Asia, especially China and its growing economy, represents a great market opportunity that nonetheless is full of challenges. With its intellectual property laws barely 20 years in the making, intellectual property management and technology transfer in China remain risky. The level of risk, however, is very industry sector dependent and is manageable in some industries but barely so in others. Such variations command different business strategies and arrangements that need to mesh with the culture and tradition of the industry sectors. In this session, Dr. Paau will outline these strategies and arrangements.

Dr. Alan Paau is Vice Provost for Technology Transfer and Economic Development at Cornell University and President of the Cornell Research Foundation. Until January 2007, he was Assistant Vice Chancellor for Technology Transfer and Intellectual Property Services at the University of California San Diego. Dr. Paau held various research and management positions in the Cetus Corporation and the W.R. Grace & Co. organization for 12 years. He is the inventor to 8 US patents and has contributed thirty peer-reviewed research articles to scientific journals and six invited reviews/chapters to technical books.
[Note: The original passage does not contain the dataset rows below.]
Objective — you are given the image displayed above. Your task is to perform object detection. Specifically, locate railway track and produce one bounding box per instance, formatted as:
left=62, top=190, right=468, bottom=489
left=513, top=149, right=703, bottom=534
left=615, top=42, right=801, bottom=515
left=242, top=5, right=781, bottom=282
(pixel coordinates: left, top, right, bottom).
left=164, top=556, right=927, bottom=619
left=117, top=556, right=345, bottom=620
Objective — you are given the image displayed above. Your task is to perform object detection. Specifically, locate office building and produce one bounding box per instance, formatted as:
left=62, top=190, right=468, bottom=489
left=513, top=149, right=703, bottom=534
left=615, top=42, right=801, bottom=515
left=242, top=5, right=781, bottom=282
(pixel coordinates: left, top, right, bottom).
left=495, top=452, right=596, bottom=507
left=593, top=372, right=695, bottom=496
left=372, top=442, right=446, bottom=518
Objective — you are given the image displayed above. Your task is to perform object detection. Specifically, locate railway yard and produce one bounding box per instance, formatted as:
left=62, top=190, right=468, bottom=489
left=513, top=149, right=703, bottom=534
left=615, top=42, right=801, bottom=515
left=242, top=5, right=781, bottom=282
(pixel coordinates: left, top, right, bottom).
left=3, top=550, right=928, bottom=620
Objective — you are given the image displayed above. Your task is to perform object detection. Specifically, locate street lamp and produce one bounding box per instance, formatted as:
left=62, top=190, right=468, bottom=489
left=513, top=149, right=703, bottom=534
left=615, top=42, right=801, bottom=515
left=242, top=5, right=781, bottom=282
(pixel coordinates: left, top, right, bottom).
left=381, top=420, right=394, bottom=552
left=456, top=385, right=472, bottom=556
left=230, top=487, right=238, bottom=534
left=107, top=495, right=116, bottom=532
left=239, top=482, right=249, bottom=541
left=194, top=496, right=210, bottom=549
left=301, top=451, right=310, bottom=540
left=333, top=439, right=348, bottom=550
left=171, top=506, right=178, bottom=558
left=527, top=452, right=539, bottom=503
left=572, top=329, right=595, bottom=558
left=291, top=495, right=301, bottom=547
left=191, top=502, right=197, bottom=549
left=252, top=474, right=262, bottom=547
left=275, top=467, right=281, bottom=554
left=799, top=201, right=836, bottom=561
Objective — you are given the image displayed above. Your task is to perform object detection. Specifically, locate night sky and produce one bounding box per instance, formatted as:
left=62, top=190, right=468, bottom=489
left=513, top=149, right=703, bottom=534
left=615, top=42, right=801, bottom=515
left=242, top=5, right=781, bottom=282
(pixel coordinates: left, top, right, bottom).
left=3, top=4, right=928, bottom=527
As a director of intellectual property and a licensing executive, he supervised the execution of over 850 licenses and option agreements and the formation of over 90 startup companies using university innovations.

Negotiating and Initiating a Partnership for Co-Innovation
* Presentation and Interactive Exercise

Lothar Katz

Lothar Katz
Founder and President
Leadership Crossroads
author, Negotiating International Business

Partnering with Chinese companies and organizations requires the ability to work effectively across cultures throughout the critical phases of negotiating, establishing agreement, initiating the partnership, and beyond. Before you can even start discussing revenue models and IP protection, you need to build trusting relationships with your Chinese partners. Along the way, differing cultural views of acceptable and unacceptable practices present huge challenges and require profound cultural understanding and adaptability. Chinese counterparts may appear pushy and unyielding; all the while, they might be viewing you as impatient and mistrusting. Successful co-innovation with partners in China requires knowing how to manage the engagement process and overcome such perceptions.

Led by author and project management expert Lothar Katz, who frequently works with Chinese partners, this session will equip you with the cross-cultural understanding, practical frameworks and methods to:

  • Nurture trusting relationships with Chinese partners right from the start

  • Prepare for unfamiliar negotiation tactics and deal with them successfully

  • Identify and manage expectations; establish agreements in ways that make them dependable

  • Stimulate open and trusting communication

  • Encourage risk-taking and increase team motivation

  • Establish ground rules that serve as a foundation for co-innovation

  • Draw boundaries without closing doors

The session includes both presentation and hands-on group activity to reinforce and apply new approaches.